Many cogent and compelling arguments have been made for better treatment of the Haitian refugees, most based on compassion, human rights, or international law. But another reason, thus far overlooked, is gratitude. The Haitian people have made a far greater contribution to American independence and to democracy and freedom in the western hemisphere than is generally understood.
This country feels a special bond with the French because of Lafayette's role in the Revolutionary War. America's World War I soldiers landed in France with the cry, ''Lafayette, we are here!'' And Americans feel close to the Poles not only because of their present travail but because of Casimir Pulaski and Thaddeus Kosciusko, also Revolutionary War heroes and probably the best known Polish names in the United States.

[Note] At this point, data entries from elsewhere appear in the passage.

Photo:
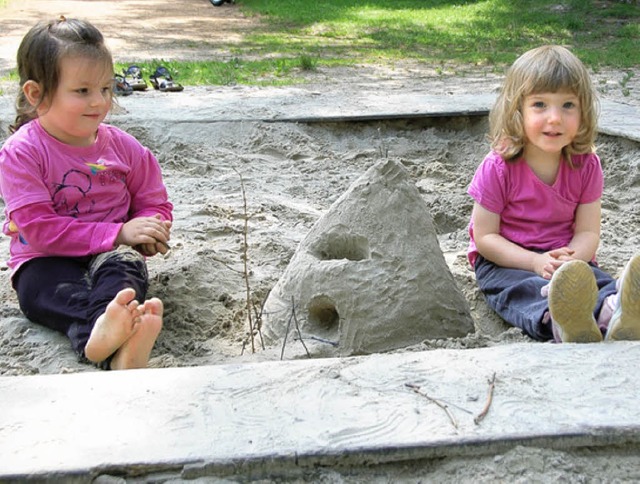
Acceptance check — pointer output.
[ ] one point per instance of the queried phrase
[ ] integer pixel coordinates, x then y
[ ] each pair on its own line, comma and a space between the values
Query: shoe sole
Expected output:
627, 328
572, 298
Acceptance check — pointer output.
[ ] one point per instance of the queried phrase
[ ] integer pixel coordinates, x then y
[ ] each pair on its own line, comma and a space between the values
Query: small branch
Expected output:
439, 403
245, 262
485, 410
295, 320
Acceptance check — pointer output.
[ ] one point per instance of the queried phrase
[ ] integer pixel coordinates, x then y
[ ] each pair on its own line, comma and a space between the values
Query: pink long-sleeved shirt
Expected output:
63, 200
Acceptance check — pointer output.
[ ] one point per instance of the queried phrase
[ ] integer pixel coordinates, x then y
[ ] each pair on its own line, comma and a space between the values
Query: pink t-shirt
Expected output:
71, 201
533, 214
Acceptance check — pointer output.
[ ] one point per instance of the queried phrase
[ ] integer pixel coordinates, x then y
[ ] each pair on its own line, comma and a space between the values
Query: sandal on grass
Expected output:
133, 76
121, 87
162, 80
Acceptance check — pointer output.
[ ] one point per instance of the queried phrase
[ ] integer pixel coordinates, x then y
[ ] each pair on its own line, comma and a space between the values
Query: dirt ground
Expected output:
292, 174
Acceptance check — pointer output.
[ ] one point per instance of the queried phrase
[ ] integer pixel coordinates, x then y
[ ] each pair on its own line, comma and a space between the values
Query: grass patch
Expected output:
298, 36
489, 32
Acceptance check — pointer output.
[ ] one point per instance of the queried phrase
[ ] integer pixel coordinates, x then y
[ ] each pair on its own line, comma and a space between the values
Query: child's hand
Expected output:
549, 262
148, 235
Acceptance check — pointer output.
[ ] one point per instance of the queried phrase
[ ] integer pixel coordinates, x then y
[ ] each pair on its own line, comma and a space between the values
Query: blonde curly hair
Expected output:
549, 68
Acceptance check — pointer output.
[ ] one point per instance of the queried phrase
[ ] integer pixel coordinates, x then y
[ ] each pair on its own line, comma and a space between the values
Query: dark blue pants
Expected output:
515, 295
68, 294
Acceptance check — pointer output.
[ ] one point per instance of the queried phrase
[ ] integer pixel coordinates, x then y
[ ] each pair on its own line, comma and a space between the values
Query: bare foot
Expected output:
114, 327
135, 351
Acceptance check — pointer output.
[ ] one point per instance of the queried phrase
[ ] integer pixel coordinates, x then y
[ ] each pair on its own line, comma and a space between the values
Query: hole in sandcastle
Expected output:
323, 316
341, 246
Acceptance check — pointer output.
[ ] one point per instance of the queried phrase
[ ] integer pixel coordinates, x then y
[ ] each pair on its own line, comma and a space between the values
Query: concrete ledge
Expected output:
266, 417
300, 105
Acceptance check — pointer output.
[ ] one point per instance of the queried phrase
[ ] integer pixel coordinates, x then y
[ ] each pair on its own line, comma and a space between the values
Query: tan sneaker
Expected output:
625, 322
573, 294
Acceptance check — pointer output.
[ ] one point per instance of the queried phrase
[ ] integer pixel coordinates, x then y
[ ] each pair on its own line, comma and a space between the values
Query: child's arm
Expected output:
586, 234
495, 248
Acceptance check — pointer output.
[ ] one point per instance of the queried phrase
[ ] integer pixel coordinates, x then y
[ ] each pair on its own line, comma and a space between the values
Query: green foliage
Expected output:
306, 35
459, 32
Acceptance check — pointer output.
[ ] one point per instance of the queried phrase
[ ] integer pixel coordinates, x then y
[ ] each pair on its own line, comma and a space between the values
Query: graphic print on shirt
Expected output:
71, 194
75, 195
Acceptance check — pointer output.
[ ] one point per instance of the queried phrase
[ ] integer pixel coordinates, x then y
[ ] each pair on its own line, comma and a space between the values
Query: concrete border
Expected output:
264, 418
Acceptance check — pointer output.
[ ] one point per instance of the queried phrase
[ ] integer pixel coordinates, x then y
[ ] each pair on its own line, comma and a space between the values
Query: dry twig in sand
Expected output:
439, 403
485, 410
245, 261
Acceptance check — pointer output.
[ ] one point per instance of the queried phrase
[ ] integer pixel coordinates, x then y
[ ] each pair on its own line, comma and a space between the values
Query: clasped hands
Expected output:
148, 235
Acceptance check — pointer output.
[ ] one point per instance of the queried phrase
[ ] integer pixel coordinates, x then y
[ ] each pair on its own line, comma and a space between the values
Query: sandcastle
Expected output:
370, 275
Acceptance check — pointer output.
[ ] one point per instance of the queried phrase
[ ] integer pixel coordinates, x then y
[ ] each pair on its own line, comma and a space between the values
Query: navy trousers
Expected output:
68, 294
515, 295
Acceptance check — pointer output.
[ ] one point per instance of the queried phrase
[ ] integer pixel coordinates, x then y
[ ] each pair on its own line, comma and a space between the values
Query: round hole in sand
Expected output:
335, 246
323, 316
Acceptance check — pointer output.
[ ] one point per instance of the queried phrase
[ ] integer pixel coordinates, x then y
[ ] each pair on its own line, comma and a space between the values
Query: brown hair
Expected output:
39, 57
549, 68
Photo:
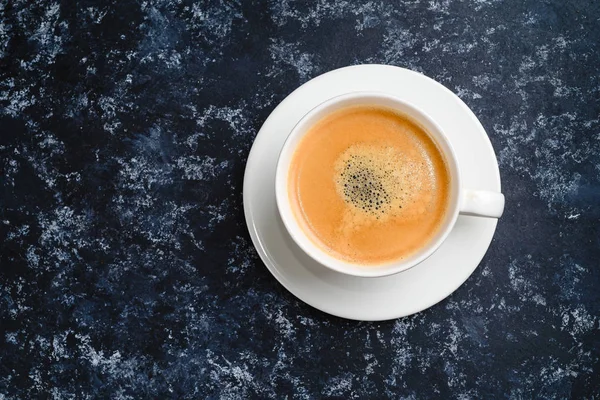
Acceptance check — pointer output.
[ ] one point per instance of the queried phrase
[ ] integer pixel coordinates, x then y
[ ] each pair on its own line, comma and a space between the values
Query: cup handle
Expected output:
481, 203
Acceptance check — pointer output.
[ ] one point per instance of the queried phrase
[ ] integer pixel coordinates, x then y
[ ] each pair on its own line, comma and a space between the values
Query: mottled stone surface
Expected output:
126, 270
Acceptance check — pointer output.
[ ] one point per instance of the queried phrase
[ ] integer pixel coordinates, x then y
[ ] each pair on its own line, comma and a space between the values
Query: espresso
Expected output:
369, 185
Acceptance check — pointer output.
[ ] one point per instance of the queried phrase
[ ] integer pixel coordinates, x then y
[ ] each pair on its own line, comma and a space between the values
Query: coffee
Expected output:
369, 185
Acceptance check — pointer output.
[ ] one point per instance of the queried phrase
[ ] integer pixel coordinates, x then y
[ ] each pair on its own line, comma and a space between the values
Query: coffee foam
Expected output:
379, 182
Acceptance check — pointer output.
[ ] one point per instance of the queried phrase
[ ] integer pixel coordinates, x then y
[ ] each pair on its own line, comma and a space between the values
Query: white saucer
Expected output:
371, 299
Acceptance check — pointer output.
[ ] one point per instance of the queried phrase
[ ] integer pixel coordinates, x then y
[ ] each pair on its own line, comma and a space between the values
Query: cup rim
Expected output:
308, 245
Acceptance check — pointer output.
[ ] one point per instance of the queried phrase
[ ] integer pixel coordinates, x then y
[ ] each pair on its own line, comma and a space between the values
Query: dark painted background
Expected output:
126, 270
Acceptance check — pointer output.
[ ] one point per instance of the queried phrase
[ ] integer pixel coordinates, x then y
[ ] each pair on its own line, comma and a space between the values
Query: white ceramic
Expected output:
487, 204
396, 295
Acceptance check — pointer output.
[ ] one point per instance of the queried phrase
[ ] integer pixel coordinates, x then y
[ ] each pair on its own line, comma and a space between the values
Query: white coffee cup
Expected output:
462, 200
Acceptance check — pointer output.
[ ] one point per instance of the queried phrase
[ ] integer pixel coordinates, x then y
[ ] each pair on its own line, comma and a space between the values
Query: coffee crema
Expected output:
368, 185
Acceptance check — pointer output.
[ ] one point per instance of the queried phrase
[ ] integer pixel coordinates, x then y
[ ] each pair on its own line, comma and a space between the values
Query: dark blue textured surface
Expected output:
126, 270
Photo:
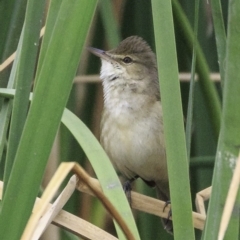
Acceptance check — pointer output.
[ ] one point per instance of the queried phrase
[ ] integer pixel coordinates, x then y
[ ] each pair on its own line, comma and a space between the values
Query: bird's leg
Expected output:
169, 213
128, 188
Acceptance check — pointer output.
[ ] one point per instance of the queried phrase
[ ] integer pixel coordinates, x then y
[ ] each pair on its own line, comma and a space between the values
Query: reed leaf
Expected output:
173, 120
229, 140
50, 97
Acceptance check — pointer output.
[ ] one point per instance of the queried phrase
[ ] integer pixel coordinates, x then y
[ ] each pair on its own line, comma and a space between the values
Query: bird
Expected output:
131, 128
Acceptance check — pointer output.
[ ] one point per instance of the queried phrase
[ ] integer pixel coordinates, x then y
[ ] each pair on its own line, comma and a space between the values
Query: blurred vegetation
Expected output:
114, 21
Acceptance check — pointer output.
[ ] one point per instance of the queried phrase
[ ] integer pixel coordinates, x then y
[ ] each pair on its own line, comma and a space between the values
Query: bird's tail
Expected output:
167, 223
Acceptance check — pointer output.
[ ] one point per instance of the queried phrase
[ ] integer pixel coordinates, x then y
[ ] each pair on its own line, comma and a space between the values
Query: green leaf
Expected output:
212, 100
23, 79
110, 23
173, 120
192, 84
50, 96
107, 176
220, 36
229, 140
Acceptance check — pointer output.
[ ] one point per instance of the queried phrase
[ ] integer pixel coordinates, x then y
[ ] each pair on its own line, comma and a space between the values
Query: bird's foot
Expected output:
128, 188
167, 221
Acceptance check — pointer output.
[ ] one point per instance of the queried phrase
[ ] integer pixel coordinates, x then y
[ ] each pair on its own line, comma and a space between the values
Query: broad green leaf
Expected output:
50, 96
173, 120
229, 140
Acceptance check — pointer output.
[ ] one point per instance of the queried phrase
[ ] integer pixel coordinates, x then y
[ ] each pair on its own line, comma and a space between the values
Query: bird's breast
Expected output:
133, 139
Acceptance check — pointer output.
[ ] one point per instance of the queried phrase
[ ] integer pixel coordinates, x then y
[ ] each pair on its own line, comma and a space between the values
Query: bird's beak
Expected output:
100, 53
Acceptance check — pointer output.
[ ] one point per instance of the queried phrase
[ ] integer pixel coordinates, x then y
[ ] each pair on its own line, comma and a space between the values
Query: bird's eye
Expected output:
127, 60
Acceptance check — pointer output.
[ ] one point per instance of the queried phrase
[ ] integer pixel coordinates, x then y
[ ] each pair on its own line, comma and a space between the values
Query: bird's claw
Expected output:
127, 189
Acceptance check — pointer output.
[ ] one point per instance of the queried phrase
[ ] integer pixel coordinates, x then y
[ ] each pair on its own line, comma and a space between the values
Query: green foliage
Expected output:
25, 144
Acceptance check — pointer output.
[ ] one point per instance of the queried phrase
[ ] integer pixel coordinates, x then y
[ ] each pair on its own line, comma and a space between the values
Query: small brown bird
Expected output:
131, 125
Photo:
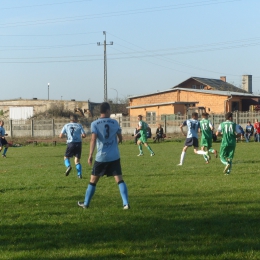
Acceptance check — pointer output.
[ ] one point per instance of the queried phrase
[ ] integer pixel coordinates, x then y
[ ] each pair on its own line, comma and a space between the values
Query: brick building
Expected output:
212, 95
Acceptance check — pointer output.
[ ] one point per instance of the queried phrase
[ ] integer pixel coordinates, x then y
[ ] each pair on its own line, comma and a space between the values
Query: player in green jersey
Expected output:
230, 131
142, 127
206, 129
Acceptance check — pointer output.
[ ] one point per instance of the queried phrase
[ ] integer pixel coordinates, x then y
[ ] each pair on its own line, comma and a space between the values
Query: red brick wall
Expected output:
216, 103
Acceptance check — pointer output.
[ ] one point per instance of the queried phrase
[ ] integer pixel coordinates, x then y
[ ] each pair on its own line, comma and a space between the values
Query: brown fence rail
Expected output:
170, 123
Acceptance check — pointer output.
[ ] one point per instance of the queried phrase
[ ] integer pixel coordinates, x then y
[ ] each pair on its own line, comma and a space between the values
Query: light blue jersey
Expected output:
192, 127
73, 132
106, 130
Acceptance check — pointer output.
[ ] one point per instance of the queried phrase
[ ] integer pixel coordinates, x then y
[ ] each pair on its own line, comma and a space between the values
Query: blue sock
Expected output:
67, 162
123, 192
5, 150
89, 193
78, 168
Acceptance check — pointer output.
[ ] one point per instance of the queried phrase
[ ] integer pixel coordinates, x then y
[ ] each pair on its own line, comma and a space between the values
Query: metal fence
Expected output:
170, 123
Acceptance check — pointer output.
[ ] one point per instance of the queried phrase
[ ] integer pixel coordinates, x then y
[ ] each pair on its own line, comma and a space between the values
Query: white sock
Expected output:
182, 157
201, 152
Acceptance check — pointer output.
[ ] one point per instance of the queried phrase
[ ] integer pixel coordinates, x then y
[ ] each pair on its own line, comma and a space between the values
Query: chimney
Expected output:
247, 83
223, 78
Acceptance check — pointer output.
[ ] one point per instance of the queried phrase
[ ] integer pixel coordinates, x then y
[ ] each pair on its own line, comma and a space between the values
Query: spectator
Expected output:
142, 126
159, 133
249, 131
257, 130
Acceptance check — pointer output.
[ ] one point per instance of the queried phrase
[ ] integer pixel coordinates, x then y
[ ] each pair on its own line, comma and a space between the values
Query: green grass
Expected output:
188, 212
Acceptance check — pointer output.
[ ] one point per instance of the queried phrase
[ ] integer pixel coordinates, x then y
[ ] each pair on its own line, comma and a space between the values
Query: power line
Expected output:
46, 35
120, 13
30, 6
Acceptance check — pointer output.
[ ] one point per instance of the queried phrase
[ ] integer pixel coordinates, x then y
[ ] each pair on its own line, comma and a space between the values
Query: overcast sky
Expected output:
157, 44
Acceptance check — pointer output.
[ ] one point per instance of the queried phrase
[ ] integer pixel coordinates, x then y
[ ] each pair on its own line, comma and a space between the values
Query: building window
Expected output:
150, 118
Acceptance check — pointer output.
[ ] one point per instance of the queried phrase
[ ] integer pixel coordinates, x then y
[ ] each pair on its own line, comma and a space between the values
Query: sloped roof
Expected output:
216, 84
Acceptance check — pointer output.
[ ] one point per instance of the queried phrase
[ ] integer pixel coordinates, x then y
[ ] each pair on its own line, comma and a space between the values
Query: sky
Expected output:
157, 44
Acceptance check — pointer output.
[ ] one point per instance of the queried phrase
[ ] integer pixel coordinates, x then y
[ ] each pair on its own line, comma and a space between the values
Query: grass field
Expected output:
188, 212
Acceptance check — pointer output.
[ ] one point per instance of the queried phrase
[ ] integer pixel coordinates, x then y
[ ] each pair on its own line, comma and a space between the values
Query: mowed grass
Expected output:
188, 212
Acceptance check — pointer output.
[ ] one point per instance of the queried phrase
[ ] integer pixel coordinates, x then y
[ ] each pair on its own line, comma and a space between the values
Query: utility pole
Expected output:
105, 65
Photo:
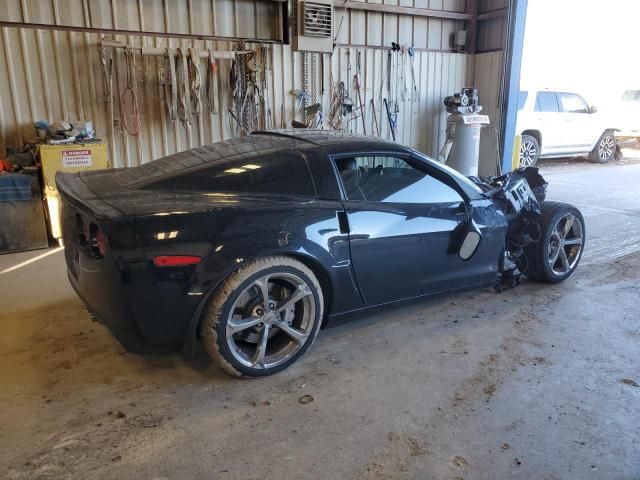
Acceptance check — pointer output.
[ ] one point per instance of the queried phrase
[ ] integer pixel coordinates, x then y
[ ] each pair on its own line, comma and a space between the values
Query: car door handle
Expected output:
343, 222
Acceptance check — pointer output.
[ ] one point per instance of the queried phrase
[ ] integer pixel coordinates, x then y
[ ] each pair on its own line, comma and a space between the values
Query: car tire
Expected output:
529, 151
605, 148
546, 260
237, 319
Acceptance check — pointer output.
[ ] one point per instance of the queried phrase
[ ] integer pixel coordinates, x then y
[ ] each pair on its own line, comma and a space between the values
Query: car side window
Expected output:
547, 102
390, 179
284, 173
572, 103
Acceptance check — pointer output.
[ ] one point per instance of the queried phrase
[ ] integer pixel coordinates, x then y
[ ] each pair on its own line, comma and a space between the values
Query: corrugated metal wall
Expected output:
50, 74
488, 70
493, 30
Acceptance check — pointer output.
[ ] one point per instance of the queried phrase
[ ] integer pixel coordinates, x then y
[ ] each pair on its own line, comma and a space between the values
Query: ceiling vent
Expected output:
313, 30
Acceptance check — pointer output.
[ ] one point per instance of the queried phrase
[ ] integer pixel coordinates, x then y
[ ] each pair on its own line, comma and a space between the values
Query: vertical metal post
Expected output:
513, 58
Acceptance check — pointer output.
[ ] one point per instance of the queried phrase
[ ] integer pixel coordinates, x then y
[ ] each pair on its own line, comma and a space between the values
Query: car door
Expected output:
580, 129
550, 122
401, 222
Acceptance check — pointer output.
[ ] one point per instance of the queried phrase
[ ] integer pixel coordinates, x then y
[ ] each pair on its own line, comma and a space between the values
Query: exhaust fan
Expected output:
313, 28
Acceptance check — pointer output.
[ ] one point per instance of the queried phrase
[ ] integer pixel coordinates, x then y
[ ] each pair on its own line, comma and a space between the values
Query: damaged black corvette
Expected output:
252, 245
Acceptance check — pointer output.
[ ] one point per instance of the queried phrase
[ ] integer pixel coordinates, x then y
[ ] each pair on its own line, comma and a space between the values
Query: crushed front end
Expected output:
518, 194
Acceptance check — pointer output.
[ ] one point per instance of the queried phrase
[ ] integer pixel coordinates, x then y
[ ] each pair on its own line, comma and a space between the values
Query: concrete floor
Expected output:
525, 384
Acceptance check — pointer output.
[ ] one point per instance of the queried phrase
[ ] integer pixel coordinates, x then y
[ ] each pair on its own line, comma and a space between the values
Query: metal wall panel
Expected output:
492, 32
488, 71
52, 75
223, 18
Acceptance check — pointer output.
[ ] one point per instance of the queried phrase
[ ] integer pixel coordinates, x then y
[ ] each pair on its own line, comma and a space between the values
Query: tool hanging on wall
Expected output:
182, 80
312, 110
170, 84
242, 80
403, 73
375, 118
392, 122
195, 82
211, 87
130, 110
106, 65
412, 54
265, 109
356, 85
392, 105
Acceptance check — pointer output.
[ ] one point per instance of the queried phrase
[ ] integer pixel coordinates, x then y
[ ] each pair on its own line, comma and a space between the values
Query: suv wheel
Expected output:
529, 151
605, 149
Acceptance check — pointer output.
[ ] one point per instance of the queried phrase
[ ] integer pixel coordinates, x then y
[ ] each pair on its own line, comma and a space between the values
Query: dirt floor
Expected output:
540, 382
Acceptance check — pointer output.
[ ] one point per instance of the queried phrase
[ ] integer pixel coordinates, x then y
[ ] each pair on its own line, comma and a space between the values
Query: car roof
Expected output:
255, 145
333, 141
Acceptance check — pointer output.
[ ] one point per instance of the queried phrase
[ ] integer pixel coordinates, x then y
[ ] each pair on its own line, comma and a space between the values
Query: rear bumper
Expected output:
120, 322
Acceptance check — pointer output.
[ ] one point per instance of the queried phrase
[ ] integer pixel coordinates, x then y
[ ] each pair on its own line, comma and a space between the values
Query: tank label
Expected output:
76, 158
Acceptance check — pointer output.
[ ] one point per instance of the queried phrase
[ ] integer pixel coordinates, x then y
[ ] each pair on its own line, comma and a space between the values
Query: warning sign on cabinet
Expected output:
76, 158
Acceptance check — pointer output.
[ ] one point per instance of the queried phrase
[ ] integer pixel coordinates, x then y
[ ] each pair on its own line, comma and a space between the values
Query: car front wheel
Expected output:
562, 235
605, 149
529, 151
264, 317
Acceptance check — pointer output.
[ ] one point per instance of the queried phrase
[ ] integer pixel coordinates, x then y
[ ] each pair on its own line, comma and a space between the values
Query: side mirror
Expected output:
470, 241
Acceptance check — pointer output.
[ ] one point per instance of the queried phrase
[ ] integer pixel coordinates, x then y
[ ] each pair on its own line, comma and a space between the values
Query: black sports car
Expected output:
253, 244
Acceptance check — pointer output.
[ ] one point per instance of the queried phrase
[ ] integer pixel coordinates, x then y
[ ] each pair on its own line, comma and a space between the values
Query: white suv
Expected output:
561, 124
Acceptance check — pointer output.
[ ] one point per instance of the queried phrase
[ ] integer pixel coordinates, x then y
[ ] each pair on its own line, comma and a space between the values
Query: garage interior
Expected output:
536, 382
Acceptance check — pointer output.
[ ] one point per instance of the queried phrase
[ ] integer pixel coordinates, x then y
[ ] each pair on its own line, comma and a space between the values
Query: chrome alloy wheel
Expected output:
565, 244
271, 320
528, 152
606, 147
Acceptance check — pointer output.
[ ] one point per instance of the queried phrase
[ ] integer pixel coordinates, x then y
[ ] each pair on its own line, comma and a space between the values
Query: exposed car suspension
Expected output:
519, 194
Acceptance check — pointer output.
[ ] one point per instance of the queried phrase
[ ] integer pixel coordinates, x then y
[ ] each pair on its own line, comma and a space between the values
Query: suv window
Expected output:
546, 102
391, 179
572, 103
284, 173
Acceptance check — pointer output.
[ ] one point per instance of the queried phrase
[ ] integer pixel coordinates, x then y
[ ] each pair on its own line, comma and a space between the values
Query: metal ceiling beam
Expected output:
498, 13
112, 31
415, 12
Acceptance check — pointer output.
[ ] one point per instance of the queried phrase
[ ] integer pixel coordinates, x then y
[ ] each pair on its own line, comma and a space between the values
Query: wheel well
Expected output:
193, 330
322, 276
535, 134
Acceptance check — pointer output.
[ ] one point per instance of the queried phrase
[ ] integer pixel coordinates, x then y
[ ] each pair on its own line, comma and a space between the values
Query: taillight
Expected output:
97, 241
176, 260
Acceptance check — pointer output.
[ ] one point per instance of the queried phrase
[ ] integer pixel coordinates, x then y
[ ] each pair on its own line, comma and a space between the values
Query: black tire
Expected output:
541, 253
605, 148
529, 151
217, 314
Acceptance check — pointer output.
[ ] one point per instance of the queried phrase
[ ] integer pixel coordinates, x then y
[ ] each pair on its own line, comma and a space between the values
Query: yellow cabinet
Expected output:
67, 158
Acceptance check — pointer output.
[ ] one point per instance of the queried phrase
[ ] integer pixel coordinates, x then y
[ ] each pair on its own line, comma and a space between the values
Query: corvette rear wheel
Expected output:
529, 151
557, 254
264, 317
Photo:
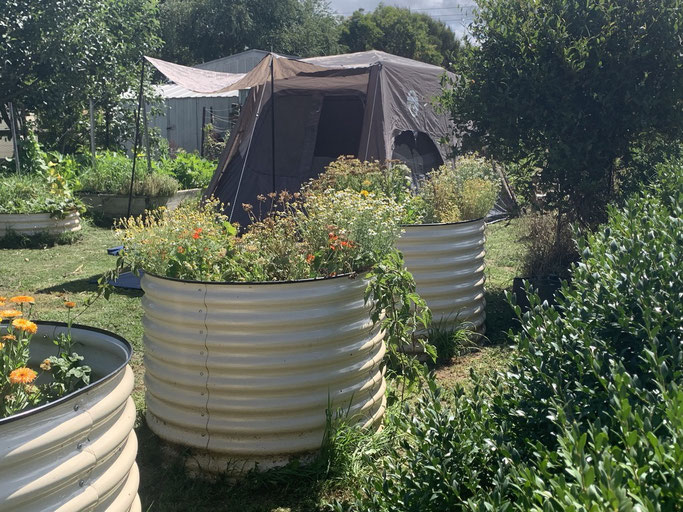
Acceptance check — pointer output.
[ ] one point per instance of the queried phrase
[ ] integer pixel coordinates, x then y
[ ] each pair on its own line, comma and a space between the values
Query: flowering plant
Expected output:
20, 385
451, 193
316, 233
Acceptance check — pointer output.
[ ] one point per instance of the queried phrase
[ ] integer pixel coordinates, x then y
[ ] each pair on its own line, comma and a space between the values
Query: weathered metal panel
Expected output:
77, 453
35, 223
243, 373
447, 262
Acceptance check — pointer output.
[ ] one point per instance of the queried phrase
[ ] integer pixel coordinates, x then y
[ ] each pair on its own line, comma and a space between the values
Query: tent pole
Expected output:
137, 133
13, 131
272, 113
246, 154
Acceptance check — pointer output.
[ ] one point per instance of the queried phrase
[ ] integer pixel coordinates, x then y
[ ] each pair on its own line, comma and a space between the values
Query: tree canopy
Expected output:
568, 86
402, 32
57, 55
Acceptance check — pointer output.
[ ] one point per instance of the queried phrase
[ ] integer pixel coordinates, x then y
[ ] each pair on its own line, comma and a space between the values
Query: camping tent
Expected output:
371, 104
302, 114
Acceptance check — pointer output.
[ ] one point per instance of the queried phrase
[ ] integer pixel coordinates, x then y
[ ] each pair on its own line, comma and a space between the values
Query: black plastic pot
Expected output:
545, 286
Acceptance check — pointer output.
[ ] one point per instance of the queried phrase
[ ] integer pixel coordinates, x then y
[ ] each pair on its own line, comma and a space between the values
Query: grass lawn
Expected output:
63, 272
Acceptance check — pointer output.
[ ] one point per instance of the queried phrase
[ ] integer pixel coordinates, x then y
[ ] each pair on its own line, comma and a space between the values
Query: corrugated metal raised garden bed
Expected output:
77, 452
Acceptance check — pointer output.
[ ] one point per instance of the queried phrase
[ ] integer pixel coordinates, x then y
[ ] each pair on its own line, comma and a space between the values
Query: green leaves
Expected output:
570, 87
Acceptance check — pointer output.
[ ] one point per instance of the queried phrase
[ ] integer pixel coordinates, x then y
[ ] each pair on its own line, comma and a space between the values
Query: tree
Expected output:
57, 55
568, 87
201, 30
402, 32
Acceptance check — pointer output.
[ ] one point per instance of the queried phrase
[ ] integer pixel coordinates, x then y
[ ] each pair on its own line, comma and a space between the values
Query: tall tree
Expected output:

But who remembers the 800 Haitian volunteers, free men all, who came to this country in 1778 to aid the American struggle against the British and fought valiantly at the Siege of Savannah? Except for the bronze plaque in the Savannah railroad station, now converted into a headquarters for the city's Convention and Visitors Bureau, this gift of blood for freedom has largely gone unnoticed. Incidentally, among those volunteers, 88 of whom died in battle, was Henri Christophe, later ruler of a free Haiti and builder of the Citadel, sometimes referred to as the Eighth Wonder of the World.
It may not be easy to believe that this small poverty-stricken island we know as Haiti was, at the close of the 18th century, the wealthiest of the European colonies in the Western Hemisphere. Such Haitian produce as sugar cane, cotton, indigo, and coffee constituted two-thirds of all of France's overseas commerce, and the typical plantation owner spent half of his year in Paris on both business and pleasure. But this affluence was built on the backs of 500,000 African slaves who were not unaware of the French Revolution of 1789 and in that same year launched what was to become the first successful slave insurrection in modern history.
This first independent black nation in the West, born in the crucible of slavery, embraced freedom with an evangelical fervor and saw itself as the prototype for other colonized and enslaved peoples.
Among the independence movements it assisted were those of Don Pedro Girard in Mexico, Simon Bolivar in Venezuela, and Jose Marti in Cuba as well as similar struggles in what is now the Dominican Republic, in Jamaica, and even in Greece.
But of most importance to the future of the US was the success of Haitian arms in throwing off the yoke of French colonialism and slavery. Had not Toussaint L'Ouverture, Dessalines, Christophe, Petion, and other Haitian patriots been able to defeat the best troops Napoleon could throw at them France would have gone on to strengthen its other bases in the New World and would never have agreed to the Louisiana Purchase. Napoleon parted reluctantly with the vast western territory and only because of ''the great trouble'' he was facing in Saint-Domingue as Haiti was then known. He called it ''a magnificent bargain -- an empire for a trifle.''
And how has the US repaid this priceless assistance? By some foreign aid, most of which has ended up in the pockets of the ruling class, but also by threats of annexation during the administration of President Grant, by 19 years of occupation by the US Marines during the terms of Wilson, Harding, Coolidge, and Hoover, and now by incarceration on land and interdiction on the high seas under the Reagan administration.
There are now about 3,000 Haitians languishing in federal prisons or held behind barbed wire in American detention centers whose only offense is flight from an oppressive government. They should have been welcomed. They should now be released. The helping hand we extended so generously to 1.6 million Indochinese and Cubans should also be extended to a few thousand Haitians.
Our leaders must come to understand that tyranny is not a monopoly of the left and that refugees who have a well-founded fear of persecution and cannot return without grave harm or loss of life are by definition political refugees. And no less authorities than the International Commission of Jurists and US Federal Judge James Lawrence King of Miami have labeled the current Duvalier regime in Haiti ''the most repressive in the western hemisphere.''
American's traditional attitude toward political refugees has been warm and openhanded. But we seem to have difficulty in assuming that attitude toward the Haitians. A new direction in our relations with the Haitian people and the third world generally is urgently needed, and a greater knowledge of the past may help us achieve it.